Der Wassermangel hat außerdem großen Einfluss auf die Stromversorgung. Wasserkraftwerke, die genug Strom für die gesamte Region produzieren könnten, liegen teilweise still. Nahezu jede Stadt in Nord- und Ostsyrien leidet inzwischen unter täglichen Stromausfällen. Dies wirkt sich auch auf den Betrieb wichtiger Infrastruktur einschließlich der Gesundheitseinrichtungen aus.
Alternativen zu Wasserkraftwerken in Rojava wurden in der Vergangenheit immer wieder Ziele türkischer Luftangriffe.
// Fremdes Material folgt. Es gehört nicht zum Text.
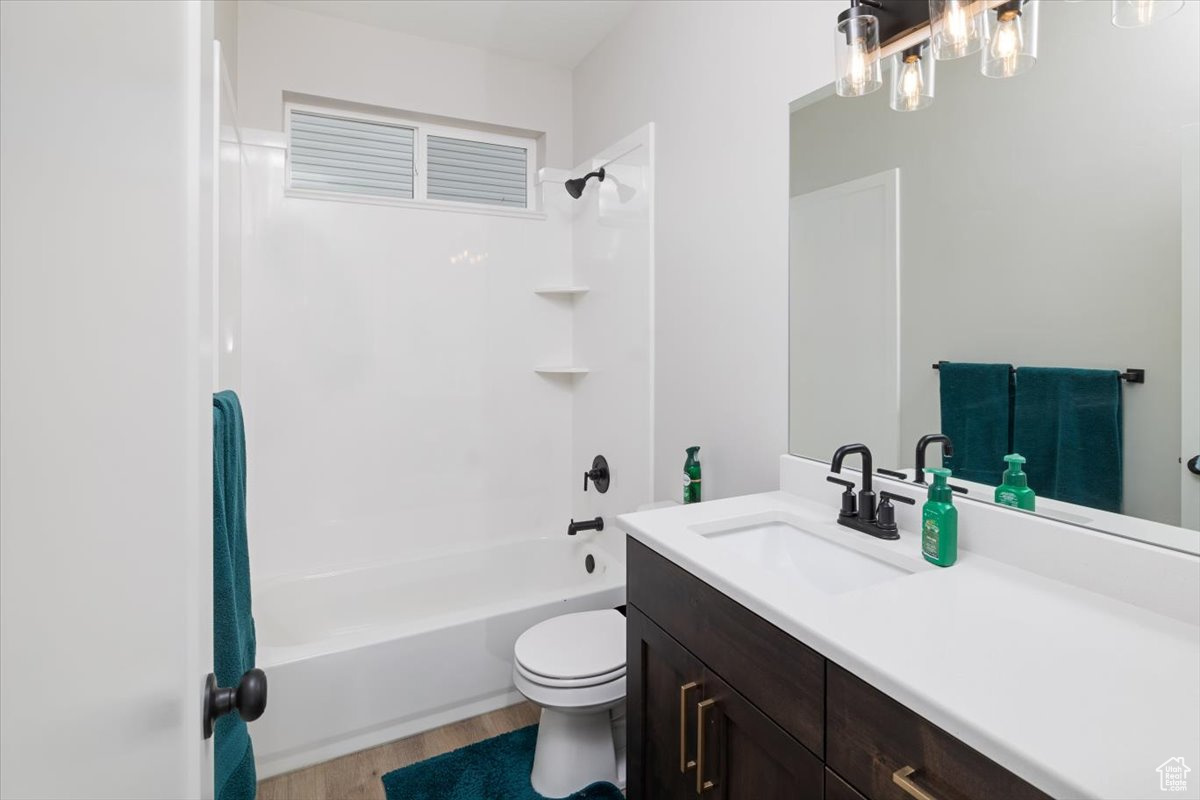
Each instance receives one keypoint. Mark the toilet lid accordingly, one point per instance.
(586, 644)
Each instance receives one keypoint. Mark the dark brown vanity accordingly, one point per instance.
(724, 704)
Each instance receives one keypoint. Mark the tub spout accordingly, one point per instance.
(587, 524)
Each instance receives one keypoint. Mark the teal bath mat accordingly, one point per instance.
(493, 769)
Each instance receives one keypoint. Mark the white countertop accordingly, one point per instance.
(1081, 695)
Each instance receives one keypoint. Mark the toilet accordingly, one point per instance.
(574, 667)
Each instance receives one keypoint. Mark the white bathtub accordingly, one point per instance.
(363, 656)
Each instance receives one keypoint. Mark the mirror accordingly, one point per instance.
(1048, 220)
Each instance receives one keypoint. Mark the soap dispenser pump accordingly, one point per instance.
(940, 522)
(1015, 489)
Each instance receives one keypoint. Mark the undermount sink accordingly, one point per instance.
(779, 543)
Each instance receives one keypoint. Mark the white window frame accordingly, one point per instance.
(421, 133)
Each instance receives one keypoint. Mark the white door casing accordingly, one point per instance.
(1189, 444)
(106, 314)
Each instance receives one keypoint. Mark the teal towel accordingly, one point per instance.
(1068, 427)
(233, 627)
(977, 415)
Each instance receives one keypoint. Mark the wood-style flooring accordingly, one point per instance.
(357, 776)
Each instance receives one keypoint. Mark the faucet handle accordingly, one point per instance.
(887, 521)
(849, 503)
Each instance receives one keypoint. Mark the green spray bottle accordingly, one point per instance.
(1015, 489)
(940, 522)
(691, 476)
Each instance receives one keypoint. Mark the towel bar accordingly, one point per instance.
(1129, 376)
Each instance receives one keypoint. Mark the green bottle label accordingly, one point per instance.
(930, 535)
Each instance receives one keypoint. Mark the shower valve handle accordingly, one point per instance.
(598, 475)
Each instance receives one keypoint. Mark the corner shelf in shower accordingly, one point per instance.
(564, 370)
(571, 292)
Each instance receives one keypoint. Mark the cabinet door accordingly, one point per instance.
(742, 755)
(664, 687)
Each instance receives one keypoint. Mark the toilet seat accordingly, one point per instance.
(574, 667)
(581, 649)
(568, 683)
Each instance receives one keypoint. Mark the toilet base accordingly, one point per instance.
(574, 751)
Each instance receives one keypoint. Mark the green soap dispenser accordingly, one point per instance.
(691, 476)
(940, 522)
(1015, 489)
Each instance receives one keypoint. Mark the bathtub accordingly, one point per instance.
(359, 657)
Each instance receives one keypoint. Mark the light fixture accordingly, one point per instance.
(1012, 30)
(958, 29)
(857, 47)
(912, 78)
(1139, 13)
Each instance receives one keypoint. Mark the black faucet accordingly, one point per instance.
(922, 444)
(587, 524)
(867, 497)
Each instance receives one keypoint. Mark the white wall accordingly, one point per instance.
(715, 78)
(225, 29)
(612, 325)
(281, 49)
(390, 396)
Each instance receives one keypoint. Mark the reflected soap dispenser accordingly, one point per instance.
(940, 522)
(1015, 489)
(691, 476)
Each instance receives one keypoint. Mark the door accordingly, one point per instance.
(834, 254)
(1189, 476)
(664, 685)
(106, 295)
(744, 756)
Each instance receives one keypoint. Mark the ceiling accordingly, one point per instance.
(555, 31)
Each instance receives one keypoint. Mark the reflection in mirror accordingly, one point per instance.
(997, 266)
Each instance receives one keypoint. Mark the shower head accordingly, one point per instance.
(575, 186)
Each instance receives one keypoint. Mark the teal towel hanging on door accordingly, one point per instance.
(233, 626)
(1068, 427)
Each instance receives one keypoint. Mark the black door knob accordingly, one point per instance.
(249, 697)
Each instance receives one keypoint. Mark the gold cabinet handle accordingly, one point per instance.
(903, 777)
(684, 762)
(701, 783)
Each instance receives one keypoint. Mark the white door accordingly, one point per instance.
(845, 356)
(106, 456)
(1191, 344)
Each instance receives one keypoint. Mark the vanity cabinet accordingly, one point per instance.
(700, 737)
(724, 705)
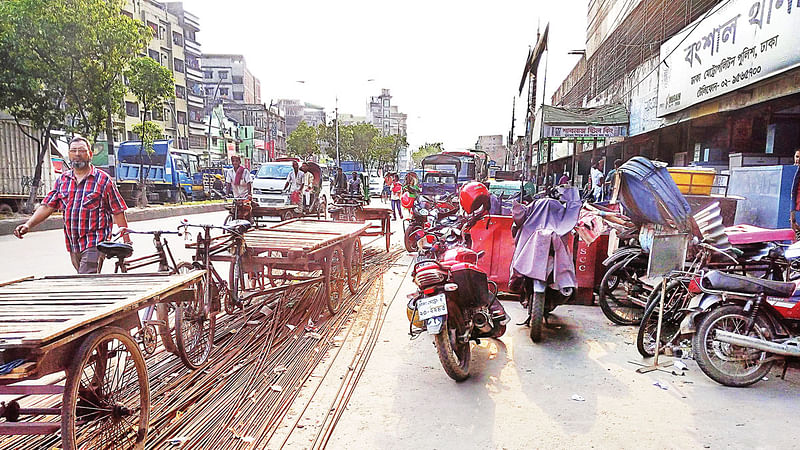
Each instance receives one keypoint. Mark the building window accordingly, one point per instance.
(132, 109)
(193, 62)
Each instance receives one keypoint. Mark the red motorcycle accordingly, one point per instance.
(455, 301)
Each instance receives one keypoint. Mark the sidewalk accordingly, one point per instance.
(133, 214)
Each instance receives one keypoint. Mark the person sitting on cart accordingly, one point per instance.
(90, 202)
(354, 185)
(294, 184)
(339, 182)
(308, 186)
(240, 184)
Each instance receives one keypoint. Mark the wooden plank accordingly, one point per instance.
(171, 283)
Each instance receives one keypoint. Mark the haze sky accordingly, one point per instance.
(453, 67)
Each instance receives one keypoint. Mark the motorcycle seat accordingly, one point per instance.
(115, 249)
(239, 226)
(748, 285)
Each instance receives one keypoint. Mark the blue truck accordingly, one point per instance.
(172, 175)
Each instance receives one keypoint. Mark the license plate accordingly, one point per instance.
(429, 307)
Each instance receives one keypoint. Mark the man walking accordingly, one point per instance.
(90, 203)
(239, 179)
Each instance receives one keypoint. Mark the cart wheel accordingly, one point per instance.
(275, 276)
(335, 273)
(354, 266)
(107, 397)
(323, 208)
(194, 328)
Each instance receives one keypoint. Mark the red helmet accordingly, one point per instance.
(406, 200)
(473, 195)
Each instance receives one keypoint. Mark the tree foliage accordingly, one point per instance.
(303, 141)
(426, 150)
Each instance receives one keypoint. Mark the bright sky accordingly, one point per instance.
(452, 66)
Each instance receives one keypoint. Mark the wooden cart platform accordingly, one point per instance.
(37, 311)
(273, 255)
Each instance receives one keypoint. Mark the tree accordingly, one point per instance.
(37, 69)
(426, 150)
(110, 42)
(152, 84)
(303, 141)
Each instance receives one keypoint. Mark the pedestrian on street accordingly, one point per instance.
(308, 186)
(91, 205)
(795, 203)
(598, 179)
(396, 188)
(294, 184)
(239, 179)
(354, 185)
(339, 182)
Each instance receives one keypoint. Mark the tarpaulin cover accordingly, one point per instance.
(649, 195)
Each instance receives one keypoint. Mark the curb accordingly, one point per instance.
(133, 215)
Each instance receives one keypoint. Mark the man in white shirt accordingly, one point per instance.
(239, 179)
(294, 183)
(598, 180)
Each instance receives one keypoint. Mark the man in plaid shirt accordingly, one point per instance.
(90, 201)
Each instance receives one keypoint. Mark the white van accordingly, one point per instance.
(269, 183)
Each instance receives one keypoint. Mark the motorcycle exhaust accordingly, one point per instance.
(482, 322)
(787, 349)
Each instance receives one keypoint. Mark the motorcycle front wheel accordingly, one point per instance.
(453, 355)
(536, 314)
(730, 364)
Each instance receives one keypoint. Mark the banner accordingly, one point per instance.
(580, 131)
(736, 44)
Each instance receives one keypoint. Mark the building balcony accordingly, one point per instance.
(192, 47)
(191, 19)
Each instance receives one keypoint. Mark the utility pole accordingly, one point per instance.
(338, 163)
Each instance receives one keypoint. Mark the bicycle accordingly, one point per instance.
(164, 323)
(213, 284)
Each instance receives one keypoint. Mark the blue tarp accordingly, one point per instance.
(650, 195)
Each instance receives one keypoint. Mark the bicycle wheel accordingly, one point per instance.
(106, 402)
(194, 327)
(623, 295)
(676, 297)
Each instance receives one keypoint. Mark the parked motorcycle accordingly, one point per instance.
(426, 212)
(455, 302)
(542, 266)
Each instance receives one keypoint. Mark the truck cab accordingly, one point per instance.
(269, 182)
(172, 175)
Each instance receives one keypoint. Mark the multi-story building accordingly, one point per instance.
(692, 95)
(226, 77)
(493, 146)
(262, 132)
(174, 42)
(385, 116)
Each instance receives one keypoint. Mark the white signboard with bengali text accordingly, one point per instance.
(580, 131)
(738, 43)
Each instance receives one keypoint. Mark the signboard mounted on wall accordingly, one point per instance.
(737, 43)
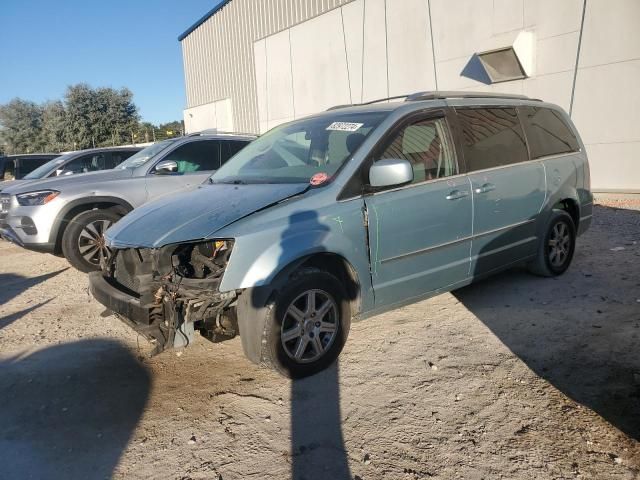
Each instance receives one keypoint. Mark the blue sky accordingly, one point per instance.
(49, 44)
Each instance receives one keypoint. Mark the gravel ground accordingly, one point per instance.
(514, 377)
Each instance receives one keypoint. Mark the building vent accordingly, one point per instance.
(502, 65)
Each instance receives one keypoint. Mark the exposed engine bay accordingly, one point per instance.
(178, 286)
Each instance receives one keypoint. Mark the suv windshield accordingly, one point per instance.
(296, 151)
(43, 170)
(145, 154)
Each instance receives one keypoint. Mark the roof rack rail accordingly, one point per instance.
(215, 131)
(440, 95)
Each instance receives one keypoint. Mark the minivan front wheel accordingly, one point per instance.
(83, 240)
(555, 252)
(306, 325)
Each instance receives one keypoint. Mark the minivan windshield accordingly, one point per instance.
(51, 166)
(297, 151)
(144, 155)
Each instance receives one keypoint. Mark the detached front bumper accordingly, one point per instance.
(119, 302)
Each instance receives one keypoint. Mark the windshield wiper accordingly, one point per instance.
(236, 181)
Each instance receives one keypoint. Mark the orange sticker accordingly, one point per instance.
(319, 179)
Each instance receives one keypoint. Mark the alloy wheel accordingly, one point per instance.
(91, 244)
(310, 326)
(559, 244)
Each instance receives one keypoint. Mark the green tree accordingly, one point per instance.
(53, 126)
(21, 126)
(103, 116)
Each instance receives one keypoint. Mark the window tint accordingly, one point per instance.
(427, 145)
(197, 156)
(230, 148)
(27, 165)
(84, 164)
(116, 158)
(547, 132)
(492, 137)
(9, 170)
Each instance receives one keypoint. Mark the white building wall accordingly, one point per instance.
(290, 58)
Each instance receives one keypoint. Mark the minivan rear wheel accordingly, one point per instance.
(306, 324)
(83, 240)
(556, 250)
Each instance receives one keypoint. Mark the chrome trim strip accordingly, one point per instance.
(459, 240)
(421, 274)
(503, 248)
(513, 225)
(424, 250)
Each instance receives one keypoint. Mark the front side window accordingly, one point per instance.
(230, 148)
(196, 156)
(427, 145)
(84, 164)
(547, 132)
(296, 151)
(491, 137)
(146, 154)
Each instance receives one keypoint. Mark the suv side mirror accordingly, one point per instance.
(166, 167)
(390, 172)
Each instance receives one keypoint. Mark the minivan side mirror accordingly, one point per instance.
(390, 172)
(166, 167)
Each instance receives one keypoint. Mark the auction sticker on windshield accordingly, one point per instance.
(345, 126)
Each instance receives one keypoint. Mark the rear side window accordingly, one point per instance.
(492, 137)
(427, 145)
(28, 165)
(547, 132)
(117, 157)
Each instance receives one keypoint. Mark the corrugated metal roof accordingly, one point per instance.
(203, 19)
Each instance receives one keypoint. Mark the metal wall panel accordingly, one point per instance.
(218, 54)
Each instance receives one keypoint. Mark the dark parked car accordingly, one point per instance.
(15, 167)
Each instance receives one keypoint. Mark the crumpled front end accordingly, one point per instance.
(169, 293)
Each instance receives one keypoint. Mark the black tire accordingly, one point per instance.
(274, 350)
(76, 244)
(550, 263)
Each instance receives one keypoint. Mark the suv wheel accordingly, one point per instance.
(306, 324)
(83, 242)
(555, 252)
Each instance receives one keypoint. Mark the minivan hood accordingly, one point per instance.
(195, 215)
(60, 183)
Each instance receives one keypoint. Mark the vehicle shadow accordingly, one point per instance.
(9, 319)
(64, 419)
(317, 444)
(13, 285)
(575, 331)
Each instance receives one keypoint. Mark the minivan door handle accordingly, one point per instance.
(456, 194)
(487, 187)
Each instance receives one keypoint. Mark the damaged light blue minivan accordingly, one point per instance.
(348, 213)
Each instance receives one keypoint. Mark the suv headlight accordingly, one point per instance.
(40, 197)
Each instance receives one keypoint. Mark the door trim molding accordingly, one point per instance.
(463, 239)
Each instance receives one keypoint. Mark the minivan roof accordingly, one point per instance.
(435, 95)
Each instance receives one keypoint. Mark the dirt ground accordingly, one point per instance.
(515, 377)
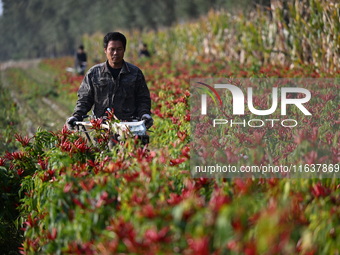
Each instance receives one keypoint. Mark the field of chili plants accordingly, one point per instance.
(80, 199)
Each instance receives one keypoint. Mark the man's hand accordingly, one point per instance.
(70, 122)
(148, 120)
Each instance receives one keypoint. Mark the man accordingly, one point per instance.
(114, 84)
(81, 60)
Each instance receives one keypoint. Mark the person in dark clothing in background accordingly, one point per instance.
(81, 60)
(113, 84)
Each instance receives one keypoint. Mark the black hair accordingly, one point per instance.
(114, 36)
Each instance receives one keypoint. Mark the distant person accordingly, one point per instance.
(113, 84)
(144, 52)
(81, 60)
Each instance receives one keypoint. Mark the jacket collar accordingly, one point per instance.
(125, 68)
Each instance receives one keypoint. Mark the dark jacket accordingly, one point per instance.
(128, 95)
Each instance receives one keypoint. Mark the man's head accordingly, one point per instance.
(114, 36)
(114, 48)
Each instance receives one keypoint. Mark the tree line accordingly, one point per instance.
(38, 29)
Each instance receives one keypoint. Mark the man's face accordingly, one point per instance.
(115, 53)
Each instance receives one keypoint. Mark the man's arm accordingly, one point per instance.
(143, 100)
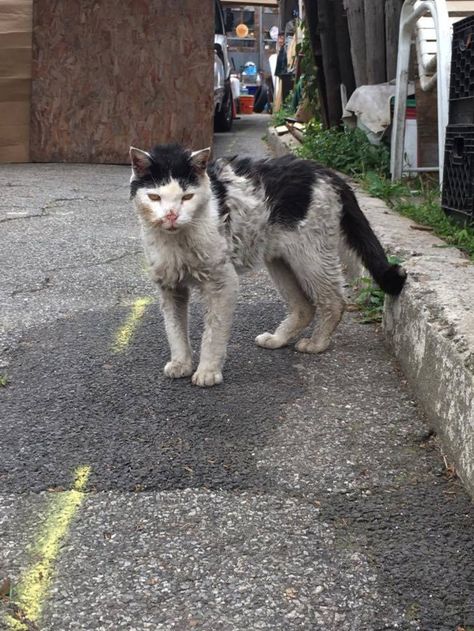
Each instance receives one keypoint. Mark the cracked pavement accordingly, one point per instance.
(306, 492)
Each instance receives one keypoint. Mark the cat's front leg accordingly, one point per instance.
(220, 297)
(174, 305)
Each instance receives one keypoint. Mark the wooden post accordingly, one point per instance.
(311, 17)
(392, 28)
(344, 48)
(327, 31)
(375, 41)
(356, 24)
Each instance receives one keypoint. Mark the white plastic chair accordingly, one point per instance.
(431, 22)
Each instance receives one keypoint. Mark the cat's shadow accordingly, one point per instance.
(136, 429)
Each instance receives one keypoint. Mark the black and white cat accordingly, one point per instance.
(203, 224)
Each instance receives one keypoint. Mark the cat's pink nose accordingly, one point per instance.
(172, 216)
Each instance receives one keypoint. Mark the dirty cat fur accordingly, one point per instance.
(203, 224)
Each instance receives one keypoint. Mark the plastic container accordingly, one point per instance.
(458, 182)
(246, 104)
(461, 92)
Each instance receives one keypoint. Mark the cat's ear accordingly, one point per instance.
(200, 159)
(141, 162)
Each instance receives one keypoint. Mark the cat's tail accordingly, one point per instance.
(361, 238)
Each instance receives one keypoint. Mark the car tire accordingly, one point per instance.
(223, 118)
(261, 99)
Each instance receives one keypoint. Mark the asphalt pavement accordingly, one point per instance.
(304, 493)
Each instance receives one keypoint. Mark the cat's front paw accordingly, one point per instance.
(269, 340)
(206, 377)
(307, 345)
(178, 369)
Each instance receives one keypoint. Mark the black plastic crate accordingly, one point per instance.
(462, 61)
(458, 180)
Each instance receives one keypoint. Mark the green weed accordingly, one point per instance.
(369, 300)
(344, 150)
(349, 151)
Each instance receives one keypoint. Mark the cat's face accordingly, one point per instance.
(169, 185)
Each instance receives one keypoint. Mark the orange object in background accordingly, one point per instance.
(246, 104)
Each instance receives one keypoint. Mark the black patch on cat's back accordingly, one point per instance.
(288, 183)
(168, 162)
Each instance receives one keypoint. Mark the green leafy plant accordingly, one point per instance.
(346, 150)
(285, 111)
(349, 151)
(368, 300)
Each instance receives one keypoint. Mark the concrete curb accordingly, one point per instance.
(430, 327)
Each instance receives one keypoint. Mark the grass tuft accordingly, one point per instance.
(349, 151)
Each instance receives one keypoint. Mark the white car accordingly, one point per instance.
(223, 110)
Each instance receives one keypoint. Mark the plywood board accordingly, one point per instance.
(15, 79)
(107, 75)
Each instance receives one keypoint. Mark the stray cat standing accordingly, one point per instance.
(203, 224)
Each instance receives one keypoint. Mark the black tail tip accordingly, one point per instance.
(393, 280)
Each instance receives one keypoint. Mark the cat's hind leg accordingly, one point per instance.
(301, 310)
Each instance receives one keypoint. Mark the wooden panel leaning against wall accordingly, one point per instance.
(108, 74)
(15, 79)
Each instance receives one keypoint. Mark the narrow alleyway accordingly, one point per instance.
(305, 493)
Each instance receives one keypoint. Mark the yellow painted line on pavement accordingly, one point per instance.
(127, 330)
(34, 585)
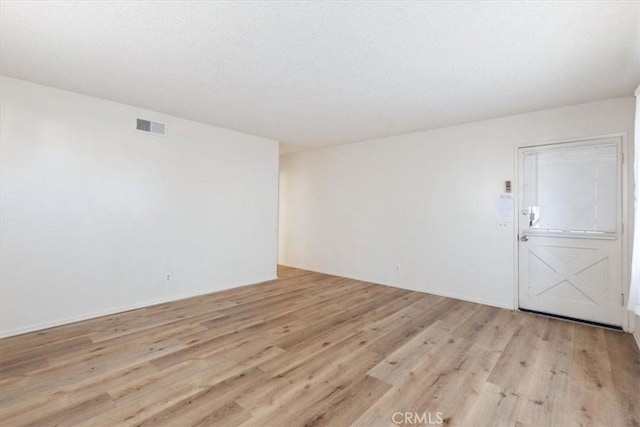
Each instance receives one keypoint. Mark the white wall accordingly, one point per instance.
(95, 215)
(423, 201)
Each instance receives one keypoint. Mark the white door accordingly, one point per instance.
(570, 246)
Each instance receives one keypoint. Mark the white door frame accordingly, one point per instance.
(627, 230)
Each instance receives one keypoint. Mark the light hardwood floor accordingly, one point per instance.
(311, 349)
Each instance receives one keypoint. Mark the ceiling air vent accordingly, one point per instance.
(154, 128)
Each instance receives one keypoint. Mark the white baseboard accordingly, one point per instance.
(121, 309)
(409, 288)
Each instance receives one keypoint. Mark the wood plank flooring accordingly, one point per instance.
(310, 349)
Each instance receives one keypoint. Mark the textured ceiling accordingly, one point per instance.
(312, 74)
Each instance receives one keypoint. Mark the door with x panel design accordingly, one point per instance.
(570, 246)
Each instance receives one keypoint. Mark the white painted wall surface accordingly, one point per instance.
(423, 201)
(95, 215)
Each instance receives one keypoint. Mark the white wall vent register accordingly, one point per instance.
(147, 126)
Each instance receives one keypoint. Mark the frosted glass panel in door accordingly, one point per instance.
(571, 189)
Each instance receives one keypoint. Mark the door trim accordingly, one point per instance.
(626, 213)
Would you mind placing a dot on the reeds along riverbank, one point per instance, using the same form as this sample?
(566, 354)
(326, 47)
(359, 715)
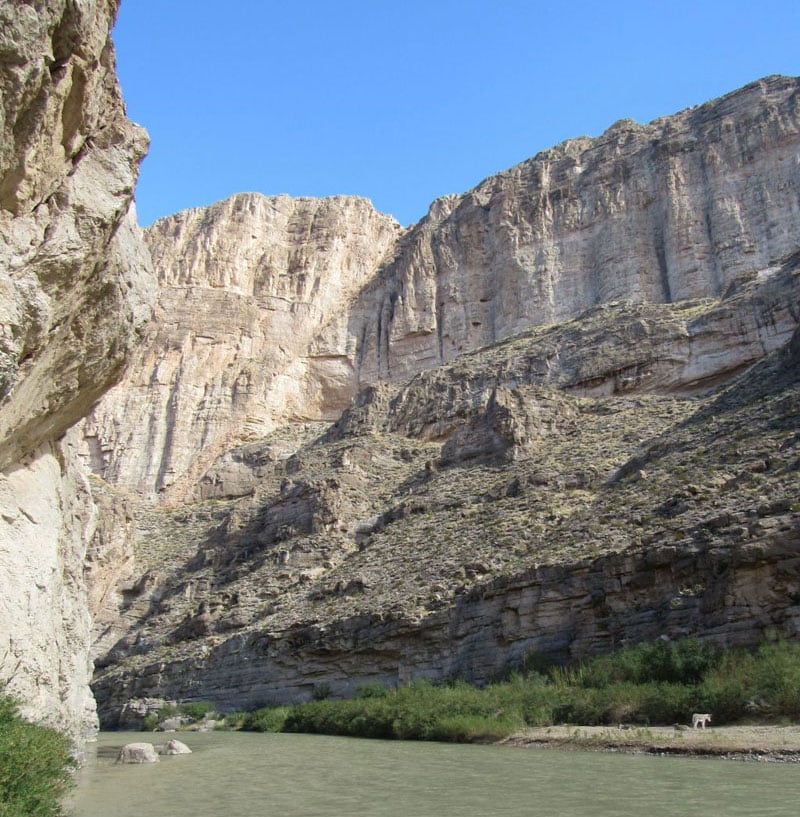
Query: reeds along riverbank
(654, 683)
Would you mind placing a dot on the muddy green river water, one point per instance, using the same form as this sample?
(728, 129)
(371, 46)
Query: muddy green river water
(287, 775)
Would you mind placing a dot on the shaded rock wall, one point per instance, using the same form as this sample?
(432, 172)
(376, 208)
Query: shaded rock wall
(735, 595)
(75, 282)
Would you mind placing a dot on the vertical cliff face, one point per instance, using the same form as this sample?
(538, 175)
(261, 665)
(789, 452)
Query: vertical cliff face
(245, 285)
(660, 212)
(74, 281)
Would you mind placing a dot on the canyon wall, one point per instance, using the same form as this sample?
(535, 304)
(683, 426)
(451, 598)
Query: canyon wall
(274, 310)
(244, 285)
(661, 212)
(75, 293)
So bombardierte die Türkei am 20. November auch das Öl- und Elektrizitätswerk in der Nähe von Teqil Beqil. Nachdem Bewohner der umliegenden Dörfer die Einschläge gehört hatten, begaben sich mehrere Autos an den Ort der Bombardierung, um Verletzte zu bergen. Die Selbstverwaltung und lokale Aktivist*innen vermuten, dass die beiden letzten Angriffe den Ersthelfer*innen galten. Den Behörden zufolge kamen 13 Menschen ums Leben. Das Öl- und Elektrizitätswerk, das zuvor Strom für 14 Dörfer lieferte, ist nun komplett zerstört.